Netranya menangkap bayangan Karin, yang masuk ke dalam sebuah restoran, yang tak jauh dari kantornya berada.
‘Sudah kuduga, ia pasti akan pergi untuk makan siang. Apakah ia sudah janjian dengan seseorang, untuk makan siang di sana? Tidak! Itu tidak boleh terjadi. Aku tidak akan membiarkan Karin dekat dengan pria selain diriku!’ batin Ryan.
Masuk ke dalam restoran yang sama, dengan yang baru saja dimasuki oleh Karin. Ryan berhenti di pinggir restoran mencoba untuk mencari keberadaan Karin. Dan ketika ia sudah berhasil menemukan keberadaan gadis itu langsung saja Ryan menghampiri meja Karin dan bergabung duduk di meja Karin.

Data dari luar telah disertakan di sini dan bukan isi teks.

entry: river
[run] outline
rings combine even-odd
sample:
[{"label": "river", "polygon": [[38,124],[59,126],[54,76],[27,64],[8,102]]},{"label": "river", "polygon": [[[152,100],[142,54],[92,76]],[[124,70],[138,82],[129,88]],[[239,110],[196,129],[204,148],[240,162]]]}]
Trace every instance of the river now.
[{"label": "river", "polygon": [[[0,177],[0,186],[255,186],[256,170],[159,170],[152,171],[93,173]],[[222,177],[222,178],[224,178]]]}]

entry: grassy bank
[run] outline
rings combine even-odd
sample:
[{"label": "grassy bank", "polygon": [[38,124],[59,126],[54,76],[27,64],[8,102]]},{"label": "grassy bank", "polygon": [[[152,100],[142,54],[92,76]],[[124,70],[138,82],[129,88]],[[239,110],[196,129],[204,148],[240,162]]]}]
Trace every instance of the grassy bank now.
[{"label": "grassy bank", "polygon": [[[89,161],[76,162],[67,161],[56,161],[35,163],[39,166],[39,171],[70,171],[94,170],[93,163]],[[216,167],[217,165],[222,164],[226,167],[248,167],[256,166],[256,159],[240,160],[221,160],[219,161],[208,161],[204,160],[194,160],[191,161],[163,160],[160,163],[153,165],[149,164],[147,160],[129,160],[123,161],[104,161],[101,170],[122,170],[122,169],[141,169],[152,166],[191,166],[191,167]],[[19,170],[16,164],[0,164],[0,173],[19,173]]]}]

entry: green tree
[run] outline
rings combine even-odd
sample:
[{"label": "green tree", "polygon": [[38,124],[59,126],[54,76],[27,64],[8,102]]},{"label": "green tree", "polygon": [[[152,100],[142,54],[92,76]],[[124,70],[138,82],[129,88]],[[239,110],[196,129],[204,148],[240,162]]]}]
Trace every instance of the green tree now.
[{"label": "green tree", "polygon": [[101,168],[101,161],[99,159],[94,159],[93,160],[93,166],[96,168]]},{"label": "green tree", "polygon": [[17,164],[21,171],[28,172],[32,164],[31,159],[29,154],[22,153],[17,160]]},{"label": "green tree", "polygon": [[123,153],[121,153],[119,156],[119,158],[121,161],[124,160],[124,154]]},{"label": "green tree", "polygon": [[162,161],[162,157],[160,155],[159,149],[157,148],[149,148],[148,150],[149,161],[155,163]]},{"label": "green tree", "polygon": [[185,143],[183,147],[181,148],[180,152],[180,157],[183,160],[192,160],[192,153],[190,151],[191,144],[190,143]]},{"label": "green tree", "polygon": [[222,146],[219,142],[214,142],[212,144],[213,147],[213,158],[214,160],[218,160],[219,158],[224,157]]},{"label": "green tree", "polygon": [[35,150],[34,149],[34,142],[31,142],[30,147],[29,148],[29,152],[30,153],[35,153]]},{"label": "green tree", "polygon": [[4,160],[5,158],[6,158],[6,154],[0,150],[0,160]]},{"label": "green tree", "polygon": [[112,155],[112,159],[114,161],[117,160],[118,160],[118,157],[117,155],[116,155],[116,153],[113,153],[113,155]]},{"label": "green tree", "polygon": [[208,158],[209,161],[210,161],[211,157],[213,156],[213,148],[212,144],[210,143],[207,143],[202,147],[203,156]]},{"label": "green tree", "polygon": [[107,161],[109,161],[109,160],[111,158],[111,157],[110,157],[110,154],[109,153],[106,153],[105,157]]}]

Karin yang tengah menyantap makan siangnya menjadi terkejut ketika melihat kehadiran Ryan. Ia pun urung melanjutkan makannya, karena tidak mau dianggap tidak sopan dengan bosnya.
“Pak, Ryan! Kenapa Bapak ada di sini? Bukannya tadi Bapak berada di dalam mobil?” tanya Karin penasaran.
Ryan menatap tajam Karin, dengan sorot mata, yang membuat gugup. Saya hanya mau memberi selamat kepadamu, karena sudah memberi alasan kepada kekasihku menjadi marah dan memancingku, untuk memutuskan dirinya.”
Sontak saja Karin menjadi terkejut mulutnya terbuka dan menatap tidak percaya ke arah Ryan. “Hah! Kenapa Bapak membawa-bawa saya, sebagai penyebab putusnya hubungan Bapak dengan kekasih Bapak.”
Tatapan Ryan jatuh pada bibir merah Karin, yang membuka dan menutup. Bibir itu begitu menggoda, untuk ia cicipi lagi. Tangan Ryan terulur ke bibir Karin dan mengusap lelehan saos, yang tercecer di bibir Karin.
Bagaikan tersihir dengan apa yang dilakukan oleh Ryan pada bibirnya, secara otomatis bibir Karin terbuka dan dijilatnya jari Ryan, yang ada bekas lelehan saos.
Keduanya pun saling tatap, seakan ada kekuatan sihir yang menghipnotis mereka. Karinlah yang terlebih dahulu sadar ia pun menundukkan wajahnya, karena tidak sanggup melihat tatapan mata Ryan.
Melihat Karin yang menundukkan wajah membuat Ryan tertawa pelan. Ia berkata dengan nada suara pelan, agar hannya Karin saja yang mendengar apa yang dikatakannya.
“Kamu itu takut atau malu, denganku Karin? Atau kamu terpengaruh dengan kejadian, barusan tadi? Katakan kepadaku, apakah kau masih perawan, Karin?” Ryan memberikan tatapan tajam dan menyelidik ke arah Karin.
Karin mengangkat kepalanya, dengan wajah yang bersemu merah. “Bukannya bermaksud tidak sopan. Hanya saja saya tidak akan menjawab pertanyaan Bapak!”
Ryan meraih jemari Karin ke dalam genggamannya dan kembai getaran, seperti adanya arus listrik itu ia rasakan. “Apakah kau menantangku, untuk memcari tahu sendiri kebenarannya? Dengan senang hati aku menerimanya, karena aku bukanlah seorang penakut, yang akan berlari menjauh ketika diberikan tantangan.”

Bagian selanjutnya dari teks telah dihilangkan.